Le militarisme représente donc un défi fondamental pour l’idée même de démocratie. Le secret défense rend impossible toute redevabilité et contrôle démocratique autour des questions militaires. L’opacité et le manque de transparence construisent une impunité (presque) à toute épreuve dans des pays qui, comme les nôtres, se targuent de représenter — et d’exporter — l’idéal démocratique dans le monde.

Les nouveaux visages de la résistance à la guerre

Pour celles et ceux qui refusent la guerre comme inévitable et omniprésente, le sentiment d’impuissance peut sembler important ; le sujet est dense, les forces en présence semblent inébranlables. On ne peut que faire le constat de l’échec des solutions diplomatiques, de l’ONU, de la remise en cause des Conventions de Genève et du droit international humanitaire. On ne peut que constater également un recul des mouvements antimilitaristes et pour le désarmement qui avaient agité la scène internationale à la fin du siècle passé. C’est pourquoi ce numéro de la collection propose de se centrer, dans la mesure du possible, sur la persistance ou la transformation des modes de résistance à l’essor du militarisme. Comment fait-on pour s’opposer à la guerre alors qu’elle s’est diversifiée, complexifiée, multipliée ?

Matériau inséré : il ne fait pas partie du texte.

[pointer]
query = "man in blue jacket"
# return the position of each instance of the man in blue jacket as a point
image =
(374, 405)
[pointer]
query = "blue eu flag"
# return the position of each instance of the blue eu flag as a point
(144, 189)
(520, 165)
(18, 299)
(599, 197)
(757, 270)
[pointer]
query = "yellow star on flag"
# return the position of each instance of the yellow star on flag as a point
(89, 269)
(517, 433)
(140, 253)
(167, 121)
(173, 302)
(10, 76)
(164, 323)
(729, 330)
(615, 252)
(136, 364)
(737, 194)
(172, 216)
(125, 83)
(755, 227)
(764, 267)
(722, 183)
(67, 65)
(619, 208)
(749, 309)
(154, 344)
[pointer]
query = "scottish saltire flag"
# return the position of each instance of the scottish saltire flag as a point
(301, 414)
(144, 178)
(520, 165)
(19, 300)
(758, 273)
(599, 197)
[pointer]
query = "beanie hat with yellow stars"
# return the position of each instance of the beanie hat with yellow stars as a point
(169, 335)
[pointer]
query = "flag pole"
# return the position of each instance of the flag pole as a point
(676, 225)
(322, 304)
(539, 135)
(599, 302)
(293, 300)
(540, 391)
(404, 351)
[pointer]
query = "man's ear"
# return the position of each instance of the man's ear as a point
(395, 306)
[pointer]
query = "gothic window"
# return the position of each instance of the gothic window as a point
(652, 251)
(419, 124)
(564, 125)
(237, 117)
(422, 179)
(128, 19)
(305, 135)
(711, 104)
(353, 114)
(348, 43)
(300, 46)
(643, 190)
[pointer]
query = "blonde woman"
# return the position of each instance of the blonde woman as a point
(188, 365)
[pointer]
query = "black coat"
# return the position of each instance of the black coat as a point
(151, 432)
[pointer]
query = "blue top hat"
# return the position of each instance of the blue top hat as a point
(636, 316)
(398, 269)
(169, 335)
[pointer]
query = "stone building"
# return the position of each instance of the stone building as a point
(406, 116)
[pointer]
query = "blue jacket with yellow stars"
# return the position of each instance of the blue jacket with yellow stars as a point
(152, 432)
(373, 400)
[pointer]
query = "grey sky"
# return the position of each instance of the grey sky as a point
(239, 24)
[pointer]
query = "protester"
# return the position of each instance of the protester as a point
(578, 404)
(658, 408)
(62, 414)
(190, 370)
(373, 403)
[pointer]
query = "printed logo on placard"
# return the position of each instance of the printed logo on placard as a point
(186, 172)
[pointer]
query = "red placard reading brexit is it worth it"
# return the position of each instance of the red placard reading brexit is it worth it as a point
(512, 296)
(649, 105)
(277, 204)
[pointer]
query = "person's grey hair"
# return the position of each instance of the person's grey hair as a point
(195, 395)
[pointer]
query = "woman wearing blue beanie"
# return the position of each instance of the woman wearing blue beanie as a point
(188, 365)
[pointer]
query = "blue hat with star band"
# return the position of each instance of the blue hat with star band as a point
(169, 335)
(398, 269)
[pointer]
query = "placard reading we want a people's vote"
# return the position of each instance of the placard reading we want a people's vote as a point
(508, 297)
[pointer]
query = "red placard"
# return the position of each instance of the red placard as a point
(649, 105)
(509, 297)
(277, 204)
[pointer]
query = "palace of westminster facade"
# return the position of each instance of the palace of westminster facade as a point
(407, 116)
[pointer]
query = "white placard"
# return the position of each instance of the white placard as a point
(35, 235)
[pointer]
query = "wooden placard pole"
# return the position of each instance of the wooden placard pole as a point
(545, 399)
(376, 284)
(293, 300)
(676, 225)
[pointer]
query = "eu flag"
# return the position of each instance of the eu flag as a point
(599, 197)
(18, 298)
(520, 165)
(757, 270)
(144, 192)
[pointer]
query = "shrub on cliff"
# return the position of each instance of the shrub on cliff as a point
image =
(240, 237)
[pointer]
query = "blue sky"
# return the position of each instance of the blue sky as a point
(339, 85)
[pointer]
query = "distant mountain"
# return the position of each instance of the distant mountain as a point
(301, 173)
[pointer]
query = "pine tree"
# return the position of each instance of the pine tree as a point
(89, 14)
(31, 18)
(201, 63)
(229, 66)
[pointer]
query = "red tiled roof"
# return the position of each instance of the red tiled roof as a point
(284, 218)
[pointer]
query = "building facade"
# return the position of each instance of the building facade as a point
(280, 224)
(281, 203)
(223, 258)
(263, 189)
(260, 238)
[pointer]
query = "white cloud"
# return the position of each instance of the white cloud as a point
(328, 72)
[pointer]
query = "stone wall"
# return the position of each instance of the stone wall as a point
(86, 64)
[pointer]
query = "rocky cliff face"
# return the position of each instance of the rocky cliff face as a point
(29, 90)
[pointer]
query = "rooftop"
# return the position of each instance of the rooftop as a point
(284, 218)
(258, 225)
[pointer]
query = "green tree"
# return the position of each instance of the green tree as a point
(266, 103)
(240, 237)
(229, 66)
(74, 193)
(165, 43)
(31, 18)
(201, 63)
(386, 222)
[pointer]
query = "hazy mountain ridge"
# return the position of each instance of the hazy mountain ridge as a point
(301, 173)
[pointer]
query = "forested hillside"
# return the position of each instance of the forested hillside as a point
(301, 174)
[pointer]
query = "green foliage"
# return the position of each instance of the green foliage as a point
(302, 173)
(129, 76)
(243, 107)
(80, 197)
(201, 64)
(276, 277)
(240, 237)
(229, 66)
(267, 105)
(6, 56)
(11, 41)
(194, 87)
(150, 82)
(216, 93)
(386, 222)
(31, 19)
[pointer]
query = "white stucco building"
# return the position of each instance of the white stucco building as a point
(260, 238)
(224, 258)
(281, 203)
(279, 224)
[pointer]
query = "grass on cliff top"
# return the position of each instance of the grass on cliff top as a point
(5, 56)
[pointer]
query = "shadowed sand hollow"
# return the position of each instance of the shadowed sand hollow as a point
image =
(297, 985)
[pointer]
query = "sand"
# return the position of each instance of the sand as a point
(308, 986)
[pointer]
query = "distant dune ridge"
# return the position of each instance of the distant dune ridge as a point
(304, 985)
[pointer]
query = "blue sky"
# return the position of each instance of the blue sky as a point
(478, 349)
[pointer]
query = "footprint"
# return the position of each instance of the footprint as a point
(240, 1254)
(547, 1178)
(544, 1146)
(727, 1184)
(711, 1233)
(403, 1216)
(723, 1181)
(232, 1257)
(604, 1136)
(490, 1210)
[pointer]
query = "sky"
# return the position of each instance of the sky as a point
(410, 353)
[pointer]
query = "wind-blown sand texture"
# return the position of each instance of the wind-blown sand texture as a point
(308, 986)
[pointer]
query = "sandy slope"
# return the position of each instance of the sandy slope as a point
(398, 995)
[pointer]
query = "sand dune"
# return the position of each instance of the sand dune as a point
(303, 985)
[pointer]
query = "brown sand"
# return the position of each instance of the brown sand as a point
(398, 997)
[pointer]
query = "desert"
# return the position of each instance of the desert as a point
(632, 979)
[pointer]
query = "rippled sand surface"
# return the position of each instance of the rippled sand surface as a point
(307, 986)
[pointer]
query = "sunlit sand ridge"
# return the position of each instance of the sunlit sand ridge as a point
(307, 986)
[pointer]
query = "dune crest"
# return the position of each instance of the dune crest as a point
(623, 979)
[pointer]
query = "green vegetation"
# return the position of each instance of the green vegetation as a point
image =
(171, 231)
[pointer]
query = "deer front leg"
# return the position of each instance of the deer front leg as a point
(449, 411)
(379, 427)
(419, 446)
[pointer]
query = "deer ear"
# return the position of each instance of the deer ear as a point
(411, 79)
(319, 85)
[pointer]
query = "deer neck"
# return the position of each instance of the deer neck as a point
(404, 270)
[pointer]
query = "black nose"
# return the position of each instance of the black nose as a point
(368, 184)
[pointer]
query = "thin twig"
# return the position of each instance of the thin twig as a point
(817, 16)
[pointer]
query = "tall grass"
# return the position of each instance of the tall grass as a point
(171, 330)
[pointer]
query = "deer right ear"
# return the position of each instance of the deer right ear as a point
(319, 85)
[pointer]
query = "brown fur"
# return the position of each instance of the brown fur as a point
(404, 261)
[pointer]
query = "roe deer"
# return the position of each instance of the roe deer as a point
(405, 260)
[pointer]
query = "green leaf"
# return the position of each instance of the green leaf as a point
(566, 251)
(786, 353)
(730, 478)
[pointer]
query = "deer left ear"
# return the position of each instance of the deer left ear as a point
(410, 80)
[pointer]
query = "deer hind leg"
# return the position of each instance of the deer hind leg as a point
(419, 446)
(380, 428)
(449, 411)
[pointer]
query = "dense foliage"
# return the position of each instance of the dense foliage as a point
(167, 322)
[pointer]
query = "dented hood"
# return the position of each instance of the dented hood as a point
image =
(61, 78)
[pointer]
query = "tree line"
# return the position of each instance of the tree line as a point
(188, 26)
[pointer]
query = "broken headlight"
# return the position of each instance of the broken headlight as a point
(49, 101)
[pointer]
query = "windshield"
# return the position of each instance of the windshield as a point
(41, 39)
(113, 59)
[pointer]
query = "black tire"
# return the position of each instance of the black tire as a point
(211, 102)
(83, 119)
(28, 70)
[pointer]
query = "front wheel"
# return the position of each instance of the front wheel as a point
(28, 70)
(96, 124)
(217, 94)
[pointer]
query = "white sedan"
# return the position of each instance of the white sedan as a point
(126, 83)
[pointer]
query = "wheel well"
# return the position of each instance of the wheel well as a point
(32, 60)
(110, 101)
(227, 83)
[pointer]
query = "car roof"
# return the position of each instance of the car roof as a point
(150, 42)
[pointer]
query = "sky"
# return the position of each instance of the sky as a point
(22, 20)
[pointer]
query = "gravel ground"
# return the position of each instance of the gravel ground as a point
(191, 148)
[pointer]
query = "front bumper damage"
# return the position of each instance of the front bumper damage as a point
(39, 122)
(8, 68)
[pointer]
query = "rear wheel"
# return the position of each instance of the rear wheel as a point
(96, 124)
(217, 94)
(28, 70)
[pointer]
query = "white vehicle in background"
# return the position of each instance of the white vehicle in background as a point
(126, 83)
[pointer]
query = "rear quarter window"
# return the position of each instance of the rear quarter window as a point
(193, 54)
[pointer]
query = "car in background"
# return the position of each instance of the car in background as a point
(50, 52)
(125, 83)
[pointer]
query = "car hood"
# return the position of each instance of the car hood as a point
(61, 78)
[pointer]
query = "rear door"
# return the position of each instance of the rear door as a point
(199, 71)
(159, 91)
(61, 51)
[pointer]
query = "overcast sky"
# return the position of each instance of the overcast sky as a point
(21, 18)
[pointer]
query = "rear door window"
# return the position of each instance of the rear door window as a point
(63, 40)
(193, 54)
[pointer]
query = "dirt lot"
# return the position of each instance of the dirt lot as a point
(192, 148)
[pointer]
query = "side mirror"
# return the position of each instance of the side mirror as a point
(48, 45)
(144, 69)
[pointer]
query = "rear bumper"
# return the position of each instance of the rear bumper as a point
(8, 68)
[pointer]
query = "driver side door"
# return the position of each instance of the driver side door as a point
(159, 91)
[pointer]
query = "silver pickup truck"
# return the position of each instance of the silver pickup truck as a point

Certaines stratégies restent d’actualité. Par exemple, les grèves ouvrières pour empêcher des navires d’armement de charger ou de débarquer leur stock ; les déserteurs des armées régulières refusant d’aller au front ; les étudiant·es qui occupent leurs universités, des protestations contre la guerre du Vietnam jusqu’au génocide palestinien ; ou encore les campagnes d’opinion pour exercer une pression sociale, politique et diplomatique, au niveau national ou international. Des avancées ont été obtenues, comme l’interdiction complète des essais nucléaires (1995), les traités sur les mines antipersonnel (1997) et les armes à sous-munitions (2008) où dernièrement le traité sur l’interdiction des armes nucléaires (2017). D’autres stratégies naissent avec les reconfigurations du militarisme : la convergence des luttes écologiques et antimilitaristes sur des territoires spécifiques, comme à Grenoble où se déploient des entreprises de technologie de pointe qui produisent des semi-conducteurs à usages civils et militaires. La production de récits alternatifs sur le passé, et les batailles autour de la mémoire sont également de puissants outils pour désamorcer l’essor du militarisme actuel, et l’essor des extrêmes droites qu’il accompagne souvent.

Enfin, ce numéro se pose la question de la possibilité de construire une culture de paix lorsque la guerre fait rage depuis si longtemps, et s’interroge sur la manière de rouvrir les imaginaires politiques lorsque les traumatismes passés continuent de façonner les sociétés. Car il ne s’agit pas uniquement de bloquer les guerres, mais de s’assurer qu’elles ne pourront plus jamais avoir lieu.

Au-delà de l’émotion (compréhensible et nécessaire) face aux conflits armés et aux guerres actuelles, le travail de l’antimilitarisme consiste également à freiner les accumulations d’armes, dévier les préparatifs et les budgets militaires, détricoter les coopérations policières et militaires qui tissent l’imbrication des États – et donc leur soutien mutuel indéfectible… Un travail plus souterrain consiste également à détricoter les discours et les mises en récit qui favorisent la déshumanisation de pans entiers de la population mondiale ; à lutter contre les stéréotypes de genre qui glorifient le virilisme et le masculinisme sur lesquels se construit en partie le militarisme ; et à réduire les asymétries de pouvoir structurelles qui rendent possible le recours à la violence en toute impunité. C’est dans le cadre de ce travail sur le long terme que s’inscrit ce numéro de la collection Passerelle, telle une brique de plus à l’édifice du monde non-violent que nous voulons tou·tes, à notre échelle, construire.